Documentation & Knowledge Sharing

  • Ensure high-quality documentation, runbooks, and operational guidance.

  • Promote knowledge sharing across teams and regions.

  • Enable teams to operate independently through clear documentation and tooling.


Who You Are


Technical Expertise

  • Strong programming skills in Python or Go; experience with Java/Spring Boot is a plus.

  • Deep experience with Kubernetes (EKS), including networking, ingress, and operator patterns.

  • Expertise in Terraform and infrastructure as code at scale.

  • Advanced knowledge of AWS services and distributed systems architecture.

  • Strong background in observability tools such as Prometheus, OpenTelemetry, or Datadog.

  • Experience supporting production systems at scale in a microservices environment.

  • Familiarity with CI/CD systems such as TeamCity, GitHub Actions, or Jenkins.

  • Understanding of SSO, SAML, OAuth; experience with Okta is a plus.


Leadership & Ownership

  • Proven experience leading engineers working for you while remaining technically credible.

  • Demonstrated ability to build and evolve processes that serve people and outcomes, not bureaucracy.

  • Strong sense of ownership with a track record of driving issues through to resolution.

  • Demonstrated ability to identify problems, take initiative, and implement solutions without waiting for direction.

  • Ability to balance short-term operational needs with long-term improvements.

  • Comfortable making decisions and taking accountability in high-pressure situations.


Collaboration & Communication

  • Excellent communication skills with the ability to influence across teams.

  • Ability to translate complex technical concepts into clear, actionable insights.

  • Experience working in agile environments (Scrum, Kanban).


Mindset

  • Strong service-oriented mindset with a focus on enabling others to succeed.

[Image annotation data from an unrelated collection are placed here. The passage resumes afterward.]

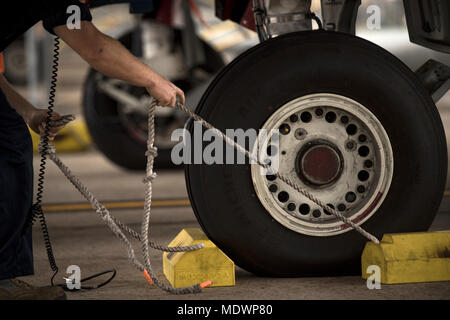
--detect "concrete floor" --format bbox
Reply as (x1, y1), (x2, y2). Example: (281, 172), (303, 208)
(18, 151), (450, 300)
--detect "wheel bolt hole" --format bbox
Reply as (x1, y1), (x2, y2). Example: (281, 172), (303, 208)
(312, 209), (321, 218)
(298, 203), (310, 215)
(280, 123), (291, 135)
(364, 160), (373, 168)
(289, 114), (298, 122)
(323, 203), (334, 215)
(278, 191), (289, 202)
(358, 170), (370, 181)
(325, 111), (336, 123)
(345, 192), (356, 203)
(345, 140), (356, 150)
(358, 146), (370, 157)
(314, 108), (323, 117)
(300, 111), (312, 123)
(345, 124), (358, 136)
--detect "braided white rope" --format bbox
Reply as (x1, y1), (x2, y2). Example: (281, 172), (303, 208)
(39, 99), (379, 294)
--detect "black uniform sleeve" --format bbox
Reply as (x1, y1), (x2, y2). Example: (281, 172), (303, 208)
(42, 0), (92, 35)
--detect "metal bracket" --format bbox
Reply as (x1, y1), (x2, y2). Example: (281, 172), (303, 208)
(416, 59), (450, 102)
(321, 0), (361, 35)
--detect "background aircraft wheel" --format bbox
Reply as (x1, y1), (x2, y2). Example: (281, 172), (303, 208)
(83, 22), (224, 170)
(186, 31), (447, 276)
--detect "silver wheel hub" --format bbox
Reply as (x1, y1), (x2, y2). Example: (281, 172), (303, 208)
(251, 93), (394, 236)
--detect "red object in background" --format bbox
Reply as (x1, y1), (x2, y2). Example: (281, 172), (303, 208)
(0, 52), (5, 73)
(156, 0), (173, 26)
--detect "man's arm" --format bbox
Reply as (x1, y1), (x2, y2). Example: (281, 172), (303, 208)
(53, 21), (184, 107)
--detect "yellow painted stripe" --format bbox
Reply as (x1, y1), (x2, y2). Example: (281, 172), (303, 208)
(42, 199), (190, 212)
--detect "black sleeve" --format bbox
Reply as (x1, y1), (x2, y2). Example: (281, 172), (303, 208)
(42, 0), (92, 34)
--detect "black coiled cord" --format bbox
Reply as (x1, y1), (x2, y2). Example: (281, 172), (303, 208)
(28, 37), (117, 290)
(32, 37), (59, 286)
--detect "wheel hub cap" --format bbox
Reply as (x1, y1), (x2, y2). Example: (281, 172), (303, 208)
(297, 144), (341, 186)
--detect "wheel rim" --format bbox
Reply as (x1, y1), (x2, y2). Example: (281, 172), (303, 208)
(251, 93), (394, 236)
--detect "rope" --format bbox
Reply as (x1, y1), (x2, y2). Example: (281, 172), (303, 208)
(39, 99), (379, 294)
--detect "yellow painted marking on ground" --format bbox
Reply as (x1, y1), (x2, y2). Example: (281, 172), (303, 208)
(199, 20), (243, 42)
(42, 199), (191, 212)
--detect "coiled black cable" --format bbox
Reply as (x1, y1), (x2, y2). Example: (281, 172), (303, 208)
(28, 37), (117, 290)
(32, 37), (60, 286)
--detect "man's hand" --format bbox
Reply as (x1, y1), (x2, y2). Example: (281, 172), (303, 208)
(25, 108), (64, 141)
(146, 77), (184, 107)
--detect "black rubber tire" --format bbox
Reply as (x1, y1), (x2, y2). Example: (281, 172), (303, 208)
(83, 29), (224, 170)
(186, 31), (447, 276)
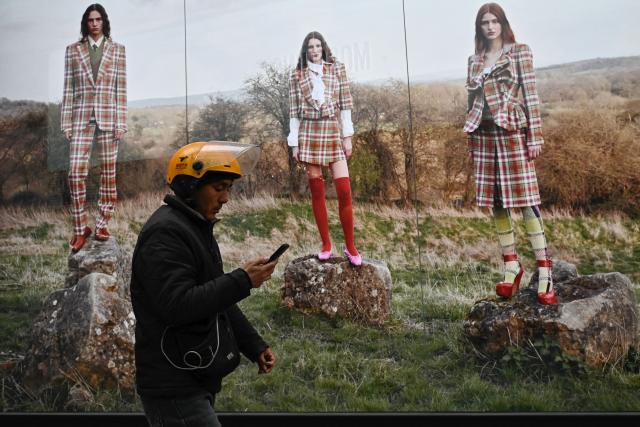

  • Bias toward action and problem-solving over coordination and escalation.

  • Focus on outcomes, not process overhead.

  • Passion for reliability, automation, and continuous improvement.

  • Curiosity and willingness to explore emerging technologies, including AI, to improve productivity and outcomes.


Bonus Points

  • Kubernetes or AWS certifications.

  • Experience leading SRE or platform teams.

  • Contributions to open source projects.

  • Familiarity with tools like KubeVela (OAM) or Crossplane.

  • Experience implementing SLO/error budget frameworks at scale.